Jacqui Smith: I accept what the hon. Gentleman says about the need for independence, but we must ensure, for example, that appeals panels have all the witnesses available to them. If any of those witnesses were involved with the criminal case, it would be difficult for them to appear before the panel.

The draft order is a positive measure that will improve the legislation governing school exclusion. I commend it to the Committee.

4.38 pm

Mr. John Hayes (South Holland and The Deepings): The order is sensible, in practical terms. The process of excluding a pupil is always difficult, and it must be comprehensible, fair and reasonably fast, for the benefit of all those concerned—not only the school, but the student and his family. In anticipation of the Committee, I discussed the matter with a head teacher and parents in my constituency. There is concern that the process does not satisfy the three requirements that I mentioned, that it can drag on, and that it sometimes takes place in parallel, but not in conjunction with, other proceedings. On the point made by my hon. Friend the Member for Windsor (Mr. Trend), it is important to understand that the circumstances that lead to exclusion are often connected with judicial matters. That is not inevitable because there may be other parallel issues, but frequently there is an overlap. There is an issue about people playing a part in both legal proceedings and proceedings that lead to exclusion and subsequent appeal.
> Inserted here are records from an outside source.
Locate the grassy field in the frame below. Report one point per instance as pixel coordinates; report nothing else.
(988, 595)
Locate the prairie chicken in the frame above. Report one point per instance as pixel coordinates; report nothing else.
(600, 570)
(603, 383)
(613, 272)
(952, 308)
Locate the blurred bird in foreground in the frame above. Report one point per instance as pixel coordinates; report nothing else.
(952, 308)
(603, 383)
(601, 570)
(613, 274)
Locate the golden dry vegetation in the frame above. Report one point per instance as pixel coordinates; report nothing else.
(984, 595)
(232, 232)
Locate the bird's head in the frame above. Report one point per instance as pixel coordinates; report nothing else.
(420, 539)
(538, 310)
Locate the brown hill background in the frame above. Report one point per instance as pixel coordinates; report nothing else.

The order moves responsibility from parents and the LEA to the panel, which strikes me as helpful and sensible. The panel will consider cases independently, so we should support its power to deal with likely delays. However, we should take the opportunity to consider our worry that targets act as a barrier to schools excluding pupils who would be better educated elsewhere, which has a damaging impact on both the individual and the school. Sometimes a school must exclude a pupil to enable it to get on with its job and to maintain the quality of life for both teachers and students.

I shall test the Minister a little because I am concerned that the order implies an extended period of exclusion. I broadly support the order—the hon. Lady has put her case reasonably and fairly—but I am concerned about a student's continuing education during what could be an extended exclusion. She alluded to the period when the police obtain evidence and legal proceedings, which we know can take a considerable time.

My experience as both a school governor and a former member of a local education authority is that the setting of work for students who have been excluded for a considerable time is at best patchy. The Minister will acknowledge that that varies across the country, but I remember being on an education committee that received reports stating, ``Work is being set at home''. I was always uncertain how effective that would be in ensuring the good and proper continuing education of the child in line with the authority's statutory obligations.

The Government have commented on the setting of work and the Minister mentioned that requirements are changing in 2002, but that is next year. We want to know that there will be an emphasis on proper education during what could be a lengthy period between exclusion and appeal, which is when a permanent exclusion would be confirmed. We nevertheless support this practical and uncontentious order that gives more power to panels, which will be in the best position to judge possible delays due to the issues that the hon. Lady mentioned taking priority over an exclusion appeal.

I shall close my remarks on that note, which I know will disappoint members of the Committee, but I do not intend to take up their time unnecessarily.